Из троих друзей он явно предпочитает Джеймса: в нем — все то, чего Ремусу так не хватает, включая любовь и умение собирать вокруг себя других. Десять процентов необходимой социализации получает сам, остальные девяносто достаются через Поттера, как через надежный (безопасный) проводник энергии и, по совместительству, буфер: между Ремусом и окружающим миром, полным хрупких вещей, которым он отчаянно боится навредить.

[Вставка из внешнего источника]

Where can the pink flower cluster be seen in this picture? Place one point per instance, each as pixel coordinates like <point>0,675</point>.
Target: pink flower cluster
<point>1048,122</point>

В тихом омуте, по традиции, водятся все разновидности чертей. Вытаскивать их оттуда — слишком страшно; Ремус предпочитает утрамбовывать поглубже и расставлять на берегу предупреждающие таблички. Когда Блэк опять начинает баламутить воду, со дна поднимается черная грязь. (все то, из чего, как люпин привык думать, он на самом деле состоит целиком)
Чужая агрессия — то, что Ремус не может ни понять, ни простить. Легкость, с которой Сириус проецирует на остальных дурное настроение, каждый раз вводит его в ступор. Он привык запрещать себе. Одергивать. Препарировать: прежде чем желание вспыхнуть и вцепиться кому-нибудь в глотку станет сильнее всех остальных. Блэк не запрещает себе вообще ничего. Нет ничего удивительного в том, что эта разница встает между ними стеной.
Итак, к деталям: мы придерживаемся канона до всем известной даты, когда Поттеров должны были прикончить, а дальше с поправкой на то, что убит был их сын. И чуть позже — Питер, которого еще почти четыре года считали трагической жертвой войны.
Сириуса выпускают из Азкабана только в мае восемьдесят пятого, т.е. плюс-минус в реальном игровом времени. Джеймс и Лили давно в разводе, Ремус — по уши в работе (возможно, он и принимал участие в разработке последнего зелья для ликантропов); самое время для групповой терапии, или за неимением последней можно просто дать кому-нибудь в рыло.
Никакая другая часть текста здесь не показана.